Summary: | 碩士 === 國立中興大學 === 法律學系碩士在職專班 === 102 === According to Company Act, the right of management and the right of supervision of one public company are charged by different departments. Board of Directors takes the role as the manager of the company, and supervisors take the role as “the post-supervisor”, so the deficiency brought by the supervision of shareholders’ meeting could be made up. In Taiwan, the supervisory systems in public companies are not well functioned, therefore in January 2006, the authority amended Securities and Exchange Act and introduced the single track system adopted by American Laws. The amended Securities and Exchange Act has made a big change on one public company’s pattern of running a company. It introduced the Independent Director System and formed a double track system---“supervisors became the supervision department”, “establishing Independent Director System to supervise Board of Directors”. It also introduced the Audit Committee System and formed a new single track system---“establishing Independent Director System in Board of Directors”, “establishing the Audit Committee System formed by independent directors and replaced the role of supervisors”. The amended Securities and Exchange Act also regulated to establish some functional committees such as the Audit Committee and the Remuneration Committee.
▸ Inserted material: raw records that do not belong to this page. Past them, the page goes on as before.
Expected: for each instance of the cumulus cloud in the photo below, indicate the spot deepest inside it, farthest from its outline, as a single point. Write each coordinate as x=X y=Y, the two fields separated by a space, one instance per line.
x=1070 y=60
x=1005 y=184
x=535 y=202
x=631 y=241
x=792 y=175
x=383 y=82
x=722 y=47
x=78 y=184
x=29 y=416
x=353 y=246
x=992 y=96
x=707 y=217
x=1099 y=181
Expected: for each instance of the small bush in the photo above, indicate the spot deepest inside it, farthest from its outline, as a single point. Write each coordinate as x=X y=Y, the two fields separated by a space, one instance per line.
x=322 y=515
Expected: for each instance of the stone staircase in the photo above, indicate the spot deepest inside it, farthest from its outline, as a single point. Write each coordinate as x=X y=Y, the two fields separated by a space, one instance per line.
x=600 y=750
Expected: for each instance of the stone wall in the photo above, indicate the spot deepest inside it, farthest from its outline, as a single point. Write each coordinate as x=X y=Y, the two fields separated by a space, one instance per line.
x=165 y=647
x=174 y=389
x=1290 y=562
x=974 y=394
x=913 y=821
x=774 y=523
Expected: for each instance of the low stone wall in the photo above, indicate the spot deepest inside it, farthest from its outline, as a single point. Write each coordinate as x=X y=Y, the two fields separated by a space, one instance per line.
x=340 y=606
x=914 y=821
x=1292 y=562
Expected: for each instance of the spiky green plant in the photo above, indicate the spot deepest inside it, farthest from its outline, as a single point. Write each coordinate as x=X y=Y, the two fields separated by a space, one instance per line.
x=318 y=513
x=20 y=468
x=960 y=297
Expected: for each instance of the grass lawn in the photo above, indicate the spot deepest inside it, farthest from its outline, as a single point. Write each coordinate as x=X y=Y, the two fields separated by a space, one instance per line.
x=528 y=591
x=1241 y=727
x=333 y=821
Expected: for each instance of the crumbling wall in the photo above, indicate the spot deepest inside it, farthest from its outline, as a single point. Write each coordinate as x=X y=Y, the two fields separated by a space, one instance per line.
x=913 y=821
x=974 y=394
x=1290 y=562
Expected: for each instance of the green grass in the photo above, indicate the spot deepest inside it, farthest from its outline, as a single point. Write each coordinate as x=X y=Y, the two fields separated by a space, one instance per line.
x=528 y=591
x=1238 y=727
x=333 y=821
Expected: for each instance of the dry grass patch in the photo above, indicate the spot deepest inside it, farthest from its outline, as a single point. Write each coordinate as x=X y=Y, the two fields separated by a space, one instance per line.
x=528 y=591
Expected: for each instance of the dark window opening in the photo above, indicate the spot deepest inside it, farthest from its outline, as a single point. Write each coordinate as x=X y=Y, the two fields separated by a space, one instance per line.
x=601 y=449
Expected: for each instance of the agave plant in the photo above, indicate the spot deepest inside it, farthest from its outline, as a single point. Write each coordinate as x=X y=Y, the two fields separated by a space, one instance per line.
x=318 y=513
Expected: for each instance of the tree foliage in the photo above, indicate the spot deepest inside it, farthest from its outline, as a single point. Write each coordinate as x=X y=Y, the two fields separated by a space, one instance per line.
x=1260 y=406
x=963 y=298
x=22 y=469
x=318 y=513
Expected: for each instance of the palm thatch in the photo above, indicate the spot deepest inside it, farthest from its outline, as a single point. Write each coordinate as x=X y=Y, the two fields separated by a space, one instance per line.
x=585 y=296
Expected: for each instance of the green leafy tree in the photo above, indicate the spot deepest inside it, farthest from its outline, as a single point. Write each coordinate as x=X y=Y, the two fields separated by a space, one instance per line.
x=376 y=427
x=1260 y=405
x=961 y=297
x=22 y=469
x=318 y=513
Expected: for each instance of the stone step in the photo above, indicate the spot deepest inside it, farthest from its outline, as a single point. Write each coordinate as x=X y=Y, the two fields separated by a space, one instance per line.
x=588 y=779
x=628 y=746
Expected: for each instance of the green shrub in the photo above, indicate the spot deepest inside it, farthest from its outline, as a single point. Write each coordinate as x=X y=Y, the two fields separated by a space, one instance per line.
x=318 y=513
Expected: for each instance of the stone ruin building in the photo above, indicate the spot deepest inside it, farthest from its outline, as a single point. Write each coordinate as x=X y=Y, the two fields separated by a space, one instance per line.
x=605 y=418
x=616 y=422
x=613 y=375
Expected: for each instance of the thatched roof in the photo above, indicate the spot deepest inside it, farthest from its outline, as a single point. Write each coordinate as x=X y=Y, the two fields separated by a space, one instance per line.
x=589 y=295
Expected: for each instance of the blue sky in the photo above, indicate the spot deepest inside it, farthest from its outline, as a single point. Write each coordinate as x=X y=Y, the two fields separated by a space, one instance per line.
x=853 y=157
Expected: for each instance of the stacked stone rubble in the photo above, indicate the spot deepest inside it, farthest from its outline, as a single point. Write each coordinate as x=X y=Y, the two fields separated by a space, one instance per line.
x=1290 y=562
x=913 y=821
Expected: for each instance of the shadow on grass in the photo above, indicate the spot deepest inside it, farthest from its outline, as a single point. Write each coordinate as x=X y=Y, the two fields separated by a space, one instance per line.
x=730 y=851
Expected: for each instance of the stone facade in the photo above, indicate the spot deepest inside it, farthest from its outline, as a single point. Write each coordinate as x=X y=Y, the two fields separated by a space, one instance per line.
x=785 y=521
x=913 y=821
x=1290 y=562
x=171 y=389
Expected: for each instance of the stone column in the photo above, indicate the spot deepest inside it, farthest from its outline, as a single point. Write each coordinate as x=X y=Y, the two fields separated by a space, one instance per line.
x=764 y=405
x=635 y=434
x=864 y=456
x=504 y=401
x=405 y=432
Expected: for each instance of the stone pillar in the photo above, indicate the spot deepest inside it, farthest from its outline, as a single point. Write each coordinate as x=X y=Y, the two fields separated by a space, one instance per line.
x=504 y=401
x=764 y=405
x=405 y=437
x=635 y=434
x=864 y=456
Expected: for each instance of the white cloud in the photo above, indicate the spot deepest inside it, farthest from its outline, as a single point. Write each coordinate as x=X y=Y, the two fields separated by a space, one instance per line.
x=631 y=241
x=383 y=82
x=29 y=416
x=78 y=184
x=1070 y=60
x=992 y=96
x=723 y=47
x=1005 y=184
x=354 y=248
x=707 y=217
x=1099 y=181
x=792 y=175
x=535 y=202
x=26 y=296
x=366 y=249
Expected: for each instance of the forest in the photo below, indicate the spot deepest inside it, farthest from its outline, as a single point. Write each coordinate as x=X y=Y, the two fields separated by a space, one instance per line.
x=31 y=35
These committees will inspect certain significant decision-makings in the company, thus its function would be extended from post-supervision to prior-supervision.
There are two kinds of mechanism to operate a company---autonomous mechanism and heteronomous mechanism. Autonomous mechanism includes internal-control system, internal audit, supervisors, independent directors, the audit committee and a full disclosure regarding public information. Heteronomous mechanism includes institutional investors, credit rating agencies, accountants and lawyers.
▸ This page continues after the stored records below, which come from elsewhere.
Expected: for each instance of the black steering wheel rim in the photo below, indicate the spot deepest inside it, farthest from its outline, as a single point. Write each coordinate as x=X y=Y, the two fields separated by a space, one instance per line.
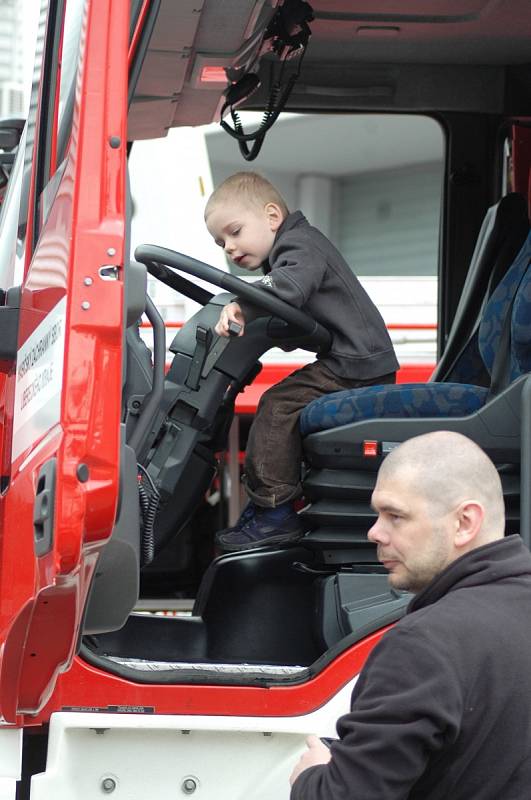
x=148 y=253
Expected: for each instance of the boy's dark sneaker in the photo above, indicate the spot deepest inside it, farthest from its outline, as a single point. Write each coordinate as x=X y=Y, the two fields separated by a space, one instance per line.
x=267 y=526
x=247 y=514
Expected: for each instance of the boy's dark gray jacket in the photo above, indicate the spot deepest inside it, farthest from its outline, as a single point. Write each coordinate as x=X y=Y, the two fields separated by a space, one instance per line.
x=442 y=709
x=308 y=272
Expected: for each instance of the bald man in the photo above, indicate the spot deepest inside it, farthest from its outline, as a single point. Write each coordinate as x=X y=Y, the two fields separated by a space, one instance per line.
x=442 y=707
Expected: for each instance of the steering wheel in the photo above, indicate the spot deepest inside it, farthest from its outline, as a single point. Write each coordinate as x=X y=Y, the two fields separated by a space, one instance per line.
x=153 y=256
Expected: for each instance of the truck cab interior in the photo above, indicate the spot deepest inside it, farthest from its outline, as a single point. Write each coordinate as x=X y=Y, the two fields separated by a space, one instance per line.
x=281 y=614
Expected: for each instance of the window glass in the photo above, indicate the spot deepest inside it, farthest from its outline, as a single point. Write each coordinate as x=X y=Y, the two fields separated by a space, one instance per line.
x=371 y=182
x=69 y=64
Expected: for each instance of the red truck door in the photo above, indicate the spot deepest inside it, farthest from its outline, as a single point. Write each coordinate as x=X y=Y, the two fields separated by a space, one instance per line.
x=60 y=394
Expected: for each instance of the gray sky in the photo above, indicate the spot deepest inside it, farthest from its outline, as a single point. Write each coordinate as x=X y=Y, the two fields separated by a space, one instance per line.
x=30 y=19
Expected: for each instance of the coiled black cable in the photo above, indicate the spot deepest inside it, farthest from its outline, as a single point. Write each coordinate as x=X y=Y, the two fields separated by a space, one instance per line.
x=149 y=503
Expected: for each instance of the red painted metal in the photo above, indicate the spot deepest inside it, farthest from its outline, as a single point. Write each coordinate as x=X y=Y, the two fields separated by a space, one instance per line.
x=84 y=687
x=42 y=599
x=137 y=33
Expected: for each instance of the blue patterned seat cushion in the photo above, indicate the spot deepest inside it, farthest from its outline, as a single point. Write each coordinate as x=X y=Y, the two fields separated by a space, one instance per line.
x=392 y=401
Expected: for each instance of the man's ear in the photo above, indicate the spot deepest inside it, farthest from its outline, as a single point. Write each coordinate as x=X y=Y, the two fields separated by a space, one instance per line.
x=469 y=520
x=275 y=217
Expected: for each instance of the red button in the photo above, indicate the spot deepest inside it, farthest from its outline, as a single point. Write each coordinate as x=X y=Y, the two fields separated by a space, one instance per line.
x=370 y=448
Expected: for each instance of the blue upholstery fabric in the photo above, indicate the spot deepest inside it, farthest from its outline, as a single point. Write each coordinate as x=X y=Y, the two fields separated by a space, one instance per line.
x=412 y=400
x=394 y=401
x=516 y=280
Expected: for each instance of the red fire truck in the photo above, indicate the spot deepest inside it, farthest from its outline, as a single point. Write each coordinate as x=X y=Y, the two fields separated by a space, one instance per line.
x=106 y=456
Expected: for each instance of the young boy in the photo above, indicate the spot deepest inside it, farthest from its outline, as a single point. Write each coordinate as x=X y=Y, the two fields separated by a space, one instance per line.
x=248 y=218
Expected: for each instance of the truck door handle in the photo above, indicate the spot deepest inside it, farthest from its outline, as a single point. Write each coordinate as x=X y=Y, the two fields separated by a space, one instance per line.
x=44 y=508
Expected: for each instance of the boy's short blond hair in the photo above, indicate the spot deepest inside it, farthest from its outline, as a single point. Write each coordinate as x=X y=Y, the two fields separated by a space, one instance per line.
x=249 y=188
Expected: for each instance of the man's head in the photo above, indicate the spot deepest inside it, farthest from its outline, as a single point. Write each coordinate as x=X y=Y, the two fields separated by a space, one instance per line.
x=437 y=497
x=243 y=215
This study will examine the advantages and disadvantages of the three patterns to operate a company in Taiwan. Moreover, it would like to find out the reason why the supervisory systems in public companies are not well functioned and to figure out the defects or shortcomings of the regulations that lead to a poorly functioning of supervisory systems in public companies. At last, the study will also focus on reviewing the effectiveness of the Independent Director System and the Audit Committee System introduced from American Laws.